Waauuuh?  Ten minutes ago everything was roses, and now they want the moon on a stick!

The problem is, widget libraries suck.   All of them, to my knowledge, make lives miserable for programmers by default.  When we have a list of things in a window, we have two choices of working with it:

  1. Rebuild the whole window every time, having done a lot of work to completely determine what should be in it.
  2. Incrementally change only the things that need changing, and hope to hell that nothing ever goes out of sync, and all the things in the window are right (ie. you are receiving and handling correctly every message that affects the contents at all times).

Cleverer programmers than I have tried #2 and failed miserably, creating tools that crash at random times and are utterly unpredictable.  I refuse to go down that path, for my own sanity, even if it is “higher performance”.  It’s rare that such concerns are overriding tools designs these days for interactive listboxes, unless your list has millions of entries.  Not likely.

So, that leaves rebuilding the contents of your window.  This is completely clean and simple, right?

  1. Freeze the control (so the user doesn’t see it update)
  2. Clear the control
  3. Gather your junk
  4. Fill the control with junk
  5. Thaw the control (so the user can see it gloriously accurate)

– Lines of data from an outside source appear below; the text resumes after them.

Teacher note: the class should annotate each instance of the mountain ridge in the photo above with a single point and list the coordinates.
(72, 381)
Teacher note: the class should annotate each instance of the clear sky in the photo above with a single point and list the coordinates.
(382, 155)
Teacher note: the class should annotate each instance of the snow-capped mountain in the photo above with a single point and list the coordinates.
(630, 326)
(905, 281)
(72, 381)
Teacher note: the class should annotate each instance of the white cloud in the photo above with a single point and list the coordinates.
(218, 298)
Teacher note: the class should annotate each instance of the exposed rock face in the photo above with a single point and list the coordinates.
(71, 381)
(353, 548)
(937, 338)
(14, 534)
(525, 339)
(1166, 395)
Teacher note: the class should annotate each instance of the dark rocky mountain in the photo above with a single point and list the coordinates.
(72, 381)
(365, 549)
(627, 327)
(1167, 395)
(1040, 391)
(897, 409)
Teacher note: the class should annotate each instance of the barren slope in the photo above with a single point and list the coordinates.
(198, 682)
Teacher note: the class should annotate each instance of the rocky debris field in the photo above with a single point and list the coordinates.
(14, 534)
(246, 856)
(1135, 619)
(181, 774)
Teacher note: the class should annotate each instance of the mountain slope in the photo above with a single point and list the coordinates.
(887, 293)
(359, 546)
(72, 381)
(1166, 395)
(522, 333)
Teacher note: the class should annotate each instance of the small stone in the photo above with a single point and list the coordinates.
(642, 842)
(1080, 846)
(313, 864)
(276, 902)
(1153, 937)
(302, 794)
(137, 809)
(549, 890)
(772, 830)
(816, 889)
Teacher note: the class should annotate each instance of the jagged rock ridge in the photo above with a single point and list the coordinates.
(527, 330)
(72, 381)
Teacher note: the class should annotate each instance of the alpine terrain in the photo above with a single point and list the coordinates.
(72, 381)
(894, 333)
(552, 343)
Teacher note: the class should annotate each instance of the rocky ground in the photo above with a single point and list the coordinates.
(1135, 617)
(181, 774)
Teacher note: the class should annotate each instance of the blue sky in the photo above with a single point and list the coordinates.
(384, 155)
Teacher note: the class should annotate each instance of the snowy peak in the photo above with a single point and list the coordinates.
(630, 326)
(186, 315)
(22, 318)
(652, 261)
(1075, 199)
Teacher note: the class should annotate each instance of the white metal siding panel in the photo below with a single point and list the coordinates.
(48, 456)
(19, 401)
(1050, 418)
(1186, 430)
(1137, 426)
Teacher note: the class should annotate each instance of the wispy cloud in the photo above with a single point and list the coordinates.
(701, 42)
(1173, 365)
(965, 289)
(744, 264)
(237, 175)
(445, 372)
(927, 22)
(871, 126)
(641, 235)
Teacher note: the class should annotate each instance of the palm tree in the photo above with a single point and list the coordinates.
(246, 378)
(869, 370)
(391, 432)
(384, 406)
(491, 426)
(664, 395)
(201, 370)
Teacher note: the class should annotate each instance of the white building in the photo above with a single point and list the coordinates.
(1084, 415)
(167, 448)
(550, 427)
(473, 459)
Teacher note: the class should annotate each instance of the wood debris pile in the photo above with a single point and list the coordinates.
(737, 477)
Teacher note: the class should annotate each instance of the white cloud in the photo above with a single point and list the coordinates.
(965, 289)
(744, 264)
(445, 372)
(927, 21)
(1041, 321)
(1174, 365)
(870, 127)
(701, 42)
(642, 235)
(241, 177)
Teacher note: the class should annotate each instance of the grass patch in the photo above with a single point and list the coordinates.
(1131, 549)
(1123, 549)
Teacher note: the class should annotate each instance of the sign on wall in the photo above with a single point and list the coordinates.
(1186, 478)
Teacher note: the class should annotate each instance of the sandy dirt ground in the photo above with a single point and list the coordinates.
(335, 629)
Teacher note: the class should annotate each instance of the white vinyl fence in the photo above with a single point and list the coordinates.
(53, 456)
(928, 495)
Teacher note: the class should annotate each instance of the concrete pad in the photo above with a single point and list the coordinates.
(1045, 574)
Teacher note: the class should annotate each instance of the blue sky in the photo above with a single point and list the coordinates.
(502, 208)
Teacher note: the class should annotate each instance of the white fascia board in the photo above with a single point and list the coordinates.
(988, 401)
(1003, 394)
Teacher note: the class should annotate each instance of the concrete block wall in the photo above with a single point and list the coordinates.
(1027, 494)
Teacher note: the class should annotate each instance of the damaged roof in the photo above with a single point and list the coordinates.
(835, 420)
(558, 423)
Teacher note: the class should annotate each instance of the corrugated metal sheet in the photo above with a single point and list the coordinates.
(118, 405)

…except there’s a problem.  A bunch of them, actually.  You’ve thrown away ALL the state that has collected in the control when it’s cleared.  Things like:

  • Current selection
  • Current focused item
  • Expansion choices (for tree controls)
  • Current scrolled position
  • etc…

The next obvious way to make this process work better is messy.  Insert step (1A) Capture ALL that state  mentioned above, using many passes over the data, and possibly not able to get the state exactly right depending on the widget library, (4A) Do numerous searches over the new control to propagate the stored state so it is regenerated and looks like the user’s old control.  Besides the fact that this is incredibly tedious and error-prone, it’s very slow and a lot of temporary data.  This alone would be tedious enough to teach you not to use lists or trees in your apps.

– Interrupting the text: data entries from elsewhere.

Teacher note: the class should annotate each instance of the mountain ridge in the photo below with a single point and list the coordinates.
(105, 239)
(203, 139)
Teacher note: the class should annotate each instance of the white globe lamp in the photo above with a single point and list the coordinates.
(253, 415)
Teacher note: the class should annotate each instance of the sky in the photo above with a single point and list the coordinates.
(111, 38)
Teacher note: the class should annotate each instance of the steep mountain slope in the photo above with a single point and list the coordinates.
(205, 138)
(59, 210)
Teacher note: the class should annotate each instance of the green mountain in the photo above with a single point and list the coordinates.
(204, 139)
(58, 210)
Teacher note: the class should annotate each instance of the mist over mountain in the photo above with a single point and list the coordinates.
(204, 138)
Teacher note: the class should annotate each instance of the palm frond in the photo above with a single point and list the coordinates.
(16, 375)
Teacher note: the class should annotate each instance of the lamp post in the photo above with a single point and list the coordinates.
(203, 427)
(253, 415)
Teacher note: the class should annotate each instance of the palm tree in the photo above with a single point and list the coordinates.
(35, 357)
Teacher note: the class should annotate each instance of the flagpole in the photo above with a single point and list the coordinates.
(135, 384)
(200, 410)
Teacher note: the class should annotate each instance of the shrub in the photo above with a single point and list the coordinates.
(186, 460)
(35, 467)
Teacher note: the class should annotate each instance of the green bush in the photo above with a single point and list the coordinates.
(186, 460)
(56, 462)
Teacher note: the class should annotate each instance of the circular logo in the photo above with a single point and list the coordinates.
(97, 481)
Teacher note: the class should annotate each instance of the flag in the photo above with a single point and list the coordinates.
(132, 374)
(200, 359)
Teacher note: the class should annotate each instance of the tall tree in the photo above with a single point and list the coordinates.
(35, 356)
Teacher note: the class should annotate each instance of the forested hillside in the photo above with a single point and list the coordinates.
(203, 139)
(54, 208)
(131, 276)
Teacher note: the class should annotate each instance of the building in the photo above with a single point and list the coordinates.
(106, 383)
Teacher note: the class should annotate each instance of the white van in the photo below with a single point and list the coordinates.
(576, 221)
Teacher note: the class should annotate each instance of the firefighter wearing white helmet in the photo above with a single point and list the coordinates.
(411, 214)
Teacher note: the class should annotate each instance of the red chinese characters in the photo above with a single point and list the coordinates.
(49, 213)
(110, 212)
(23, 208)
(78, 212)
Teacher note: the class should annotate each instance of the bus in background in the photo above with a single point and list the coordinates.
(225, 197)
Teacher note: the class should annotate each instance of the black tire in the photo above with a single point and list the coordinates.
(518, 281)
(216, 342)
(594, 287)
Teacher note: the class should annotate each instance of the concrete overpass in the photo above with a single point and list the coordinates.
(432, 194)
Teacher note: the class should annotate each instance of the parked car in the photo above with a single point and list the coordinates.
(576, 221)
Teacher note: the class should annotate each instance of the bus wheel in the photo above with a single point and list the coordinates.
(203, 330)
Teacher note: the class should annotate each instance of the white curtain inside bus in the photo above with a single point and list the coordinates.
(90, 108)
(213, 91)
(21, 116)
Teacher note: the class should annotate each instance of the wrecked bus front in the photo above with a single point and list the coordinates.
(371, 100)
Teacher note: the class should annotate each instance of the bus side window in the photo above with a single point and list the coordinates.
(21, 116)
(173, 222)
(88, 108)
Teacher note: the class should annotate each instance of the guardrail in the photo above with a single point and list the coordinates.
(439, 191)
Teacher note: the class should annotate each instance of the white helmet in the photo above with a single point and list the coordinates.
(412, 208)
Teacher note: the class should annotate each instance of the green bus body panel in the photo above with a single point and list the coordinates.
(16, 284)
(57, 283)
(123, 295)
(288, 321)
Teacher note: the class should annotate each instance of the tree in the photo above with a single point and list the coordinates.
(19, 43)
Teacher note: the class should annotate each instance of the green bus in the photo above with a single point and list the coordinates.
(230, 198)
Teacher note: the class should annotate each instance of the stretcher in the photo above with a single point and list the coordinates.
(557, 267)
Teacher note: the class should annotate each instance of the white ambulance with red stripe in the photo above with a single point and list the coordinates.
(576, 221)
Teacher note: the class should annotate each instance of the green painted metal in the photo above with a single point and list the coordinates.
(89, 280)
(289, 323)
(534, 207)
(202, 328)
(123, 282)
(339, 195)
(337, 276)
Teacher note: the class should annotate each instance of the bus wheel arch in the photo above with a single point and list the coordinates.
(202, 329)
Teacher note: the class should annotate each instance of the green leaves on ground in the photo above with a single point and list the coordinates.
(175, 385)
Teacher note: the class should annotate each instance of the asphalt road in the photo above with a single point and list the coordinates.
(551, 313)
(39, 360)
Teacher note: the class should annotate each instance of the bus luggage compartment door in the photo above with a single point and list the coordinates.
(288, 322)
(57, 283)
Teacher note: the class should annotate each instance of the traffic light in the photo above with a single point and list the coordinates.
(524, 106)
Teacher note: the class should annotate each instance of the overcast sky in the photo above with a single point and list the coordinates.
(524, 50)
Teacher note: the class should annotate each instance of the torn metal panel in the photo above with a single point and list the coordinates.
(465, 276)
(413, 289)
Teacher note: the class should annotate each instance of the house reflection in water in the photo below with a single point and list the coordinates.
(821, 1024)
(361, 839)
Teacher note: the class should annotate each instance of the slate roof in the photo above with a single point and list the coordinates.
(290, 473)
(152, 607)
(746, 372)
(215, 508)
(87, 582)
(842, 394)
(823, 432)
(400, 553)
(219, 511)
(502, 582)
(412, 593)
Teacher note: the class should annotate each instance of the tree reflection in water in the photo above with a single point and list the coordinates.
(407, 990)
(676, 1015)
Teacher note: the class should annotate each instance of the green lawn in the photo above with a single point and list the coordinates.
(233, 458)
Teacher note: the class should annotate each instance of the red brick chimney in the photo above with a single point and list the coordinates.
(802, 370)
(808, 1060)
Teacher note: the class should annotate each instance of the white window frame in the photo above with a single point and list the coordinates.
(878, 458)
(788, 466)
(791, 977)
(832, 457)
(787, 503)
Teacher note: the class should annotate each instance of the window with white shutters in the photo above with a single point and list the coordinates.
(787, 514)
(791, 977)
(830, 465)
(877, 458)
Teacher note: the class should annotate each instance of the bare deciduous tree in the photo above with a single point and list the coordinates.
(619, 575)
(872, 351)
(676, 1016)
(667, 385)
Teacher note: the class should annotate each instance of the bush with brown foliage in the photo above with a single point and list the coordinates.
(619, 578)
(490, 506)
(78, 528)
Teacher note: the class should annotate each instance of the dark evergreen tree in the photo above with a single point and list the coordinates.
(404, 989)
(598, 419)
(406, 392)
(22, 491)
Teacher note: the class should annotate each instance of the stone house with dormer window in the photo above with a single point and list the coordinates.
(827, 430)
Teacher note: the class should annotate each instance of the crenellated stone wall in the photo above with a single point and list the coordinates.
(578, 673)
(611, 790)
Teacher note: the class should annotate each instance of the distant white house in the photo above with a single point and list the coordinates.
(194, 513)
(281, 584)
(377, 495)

No fear, there’s a solution.  What should you do? A simple hybrid approach works wonders:

  1. Freeze the control
  2. Gather your junk (do not clear it)
  3. Walk the control’s items and search your junk to see if you should remove any items.  Copy these to a separate data structure before removing them, so you aren’t changing the control as you iterate (unless your widget is cool with that).
  4. Remove entries that should be removed from control.
  5. Walk your junk and search the control’s items to see if each element is already present.  If not, insert your junk.
  6. Thaw the control

The difference?  No state is destroyed except that which must be destroyed, you have minimal modification to the control itself which should perform pretty well (if that matters), and you are pretty well guaranteed that the contents of the control matches the full set of data that you wanted it to represent.

It seems like a lot of extra work, but totally worth it and incredibly simple to write.  Yes, some controls will be especially badly behaved and search very slowly, in which case you might need to pull all the items out into a STL map or something, but that’s only going to matter with very dense lists.

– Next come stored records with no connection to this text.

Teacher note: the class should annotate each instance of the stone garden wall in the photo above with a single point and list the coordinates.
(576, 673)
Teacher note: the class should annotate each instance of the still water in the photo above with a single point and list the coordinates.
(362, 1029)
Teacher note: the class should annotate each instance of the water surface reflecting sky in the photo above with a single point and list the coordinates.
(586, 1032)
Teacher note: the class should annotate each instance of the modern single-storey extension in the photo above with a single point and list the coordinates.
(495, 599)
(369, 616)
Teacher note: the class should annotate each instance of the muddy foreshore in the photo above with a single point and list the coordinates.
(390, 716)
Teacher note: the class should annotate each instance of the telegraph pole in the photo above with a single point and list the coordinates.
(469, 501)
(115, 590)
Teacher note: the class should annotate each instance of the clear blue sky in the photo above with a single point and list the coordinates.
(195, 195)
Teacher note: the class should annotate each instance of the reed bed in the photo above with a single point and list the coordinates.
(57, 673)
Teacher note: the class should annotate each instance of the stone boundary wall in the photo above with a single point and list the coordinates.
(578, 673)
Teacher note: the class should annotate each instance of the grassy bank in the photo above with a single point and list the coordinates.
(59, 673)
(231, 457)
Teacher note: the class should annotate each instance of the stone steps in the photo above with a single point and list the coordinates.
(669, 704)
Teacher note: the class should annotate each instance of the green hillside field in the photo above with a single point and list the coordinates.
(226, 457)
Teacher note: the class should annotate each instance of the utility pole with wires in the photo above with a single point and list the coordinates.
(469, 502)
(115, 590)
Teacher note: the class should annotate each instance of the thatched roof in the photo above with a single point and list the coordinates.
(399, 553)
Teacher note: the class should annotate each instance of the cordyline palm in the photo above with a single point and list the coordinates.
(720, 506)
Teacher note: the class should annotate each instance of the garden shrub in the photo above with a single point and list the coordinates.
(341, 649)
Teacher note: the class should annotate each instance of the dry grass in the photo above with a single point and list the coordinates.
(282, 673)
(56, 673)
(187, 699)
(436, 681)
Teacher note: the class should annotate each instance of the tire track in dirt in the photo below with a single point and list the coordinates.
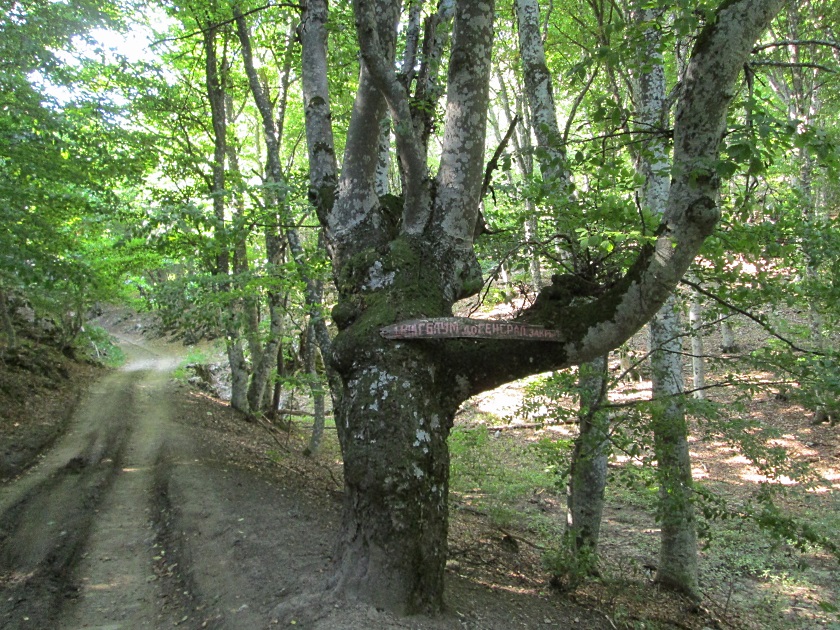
(76, 537)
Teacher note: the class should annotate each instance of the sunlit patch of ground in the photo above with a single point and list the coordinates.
(749, 579)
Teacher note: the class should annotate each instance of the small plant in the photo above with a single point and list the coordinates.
(96, 344)
(570, 565)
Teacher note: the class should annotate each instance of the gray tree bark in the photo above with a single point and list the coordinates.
(588, 475)
(233, 341)
(678, 538)
(397, 399)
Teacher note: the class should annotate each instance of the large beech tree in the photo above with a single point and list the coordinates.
(415, 259)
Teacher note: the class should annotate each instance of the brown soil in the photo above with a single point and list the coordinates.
(156, 506)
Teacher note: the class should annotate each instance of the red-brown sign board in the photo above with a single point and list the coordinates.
(455, 327)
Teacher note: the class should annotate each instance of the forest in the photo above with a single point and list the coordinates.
(379, 215)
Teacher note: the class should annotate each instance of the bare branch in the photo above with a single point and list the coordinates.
(758, 320)
(798, 42)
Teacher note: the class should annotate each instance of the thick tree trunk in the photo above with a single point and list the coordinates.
(398, 397)
(678, 534)
(396, 419)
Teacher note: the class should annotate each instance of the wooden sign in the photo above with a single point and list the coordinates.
(456, 327)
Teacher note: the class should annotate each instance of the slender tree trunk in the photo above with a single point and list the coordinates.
(398, 396)
(317, 389)
(8, 326)
(727, 338)
(678, 532)
(588, 475)
(233, 341)
(698, 360)
(678, 538)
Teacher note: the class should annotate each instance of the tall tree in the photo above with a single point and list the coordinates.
(397, 399)
(678, 534)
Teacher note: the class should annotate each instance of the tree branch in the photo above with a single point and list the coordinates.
(798, 42)
(787, 64)
(201, 31)
(749, 315)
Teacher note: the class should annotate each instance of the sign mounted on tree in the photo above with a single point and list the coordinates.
(457, 327)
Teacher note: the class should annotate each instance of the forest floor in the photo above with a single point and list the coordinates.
(129, 499)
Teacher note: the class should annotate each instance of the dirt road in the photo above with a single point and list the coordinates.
(130, 522)
(158, 508)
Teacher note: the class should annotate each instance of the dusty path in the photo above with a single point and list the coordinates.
(129, 522)
(158, 508)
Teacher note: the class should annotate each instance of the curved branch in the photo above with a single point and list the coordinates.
(749, 315)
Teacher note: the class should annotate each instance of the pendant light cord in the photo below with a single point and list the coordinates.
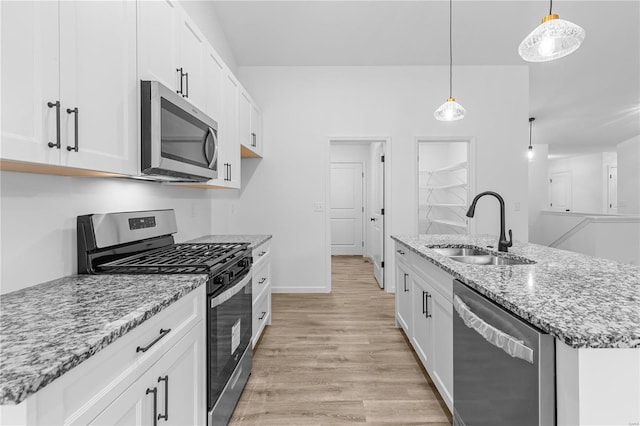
(450, 52)
(531, 119)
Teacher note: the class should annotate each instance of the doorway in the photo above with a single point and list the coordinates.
(356, 186)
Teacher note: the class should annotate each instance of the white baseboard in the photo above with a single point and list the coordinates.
(300, 289)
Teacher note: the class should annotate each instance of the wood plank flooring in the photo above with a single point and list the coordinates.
(331, 359)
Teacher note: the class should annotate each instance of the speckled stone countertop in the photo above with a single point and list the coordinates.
(50, 328)
(36, 345)
(253, 240)
(586, 302)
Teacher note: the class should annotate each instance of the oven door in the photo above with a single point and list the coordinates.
(179, 142)
(229, 320)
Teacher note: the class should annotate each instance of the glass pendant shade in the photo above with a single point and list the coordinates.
(552, 39)
(450, 111)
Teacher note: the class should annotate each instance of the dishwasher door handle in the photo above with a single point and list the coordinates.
(498, 338)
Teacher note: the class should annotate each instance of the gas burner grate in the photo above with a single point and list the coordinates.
(182, 258)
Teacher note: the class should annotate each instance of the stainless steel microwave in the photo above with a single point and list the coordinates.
(179, 141)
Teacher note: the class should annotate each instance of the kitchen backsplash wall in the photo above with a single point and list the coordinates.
(38, 219)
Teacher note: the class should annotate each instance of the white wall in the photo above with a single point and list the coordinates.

That begs the question, how should a widget library work?  Well, ideally it would do all this work for me.  I’d like to present it with a complete list  of stuff I want to put in the control and have it work out what to insert and what to remove.   The alternative is to use virtual data and basically provide accessors directly to your own data structure, but the boilerplate required for this is prohibitive and I honestly don’t want to spend more effort getting things to look right, especially if I might change my representation later…

Anyway, I thought I’d share something that was on my mind.  I’ve been working on an editor for a few weeks and after having implemented the above algorithms for all controls,  it feels much more polished and usable.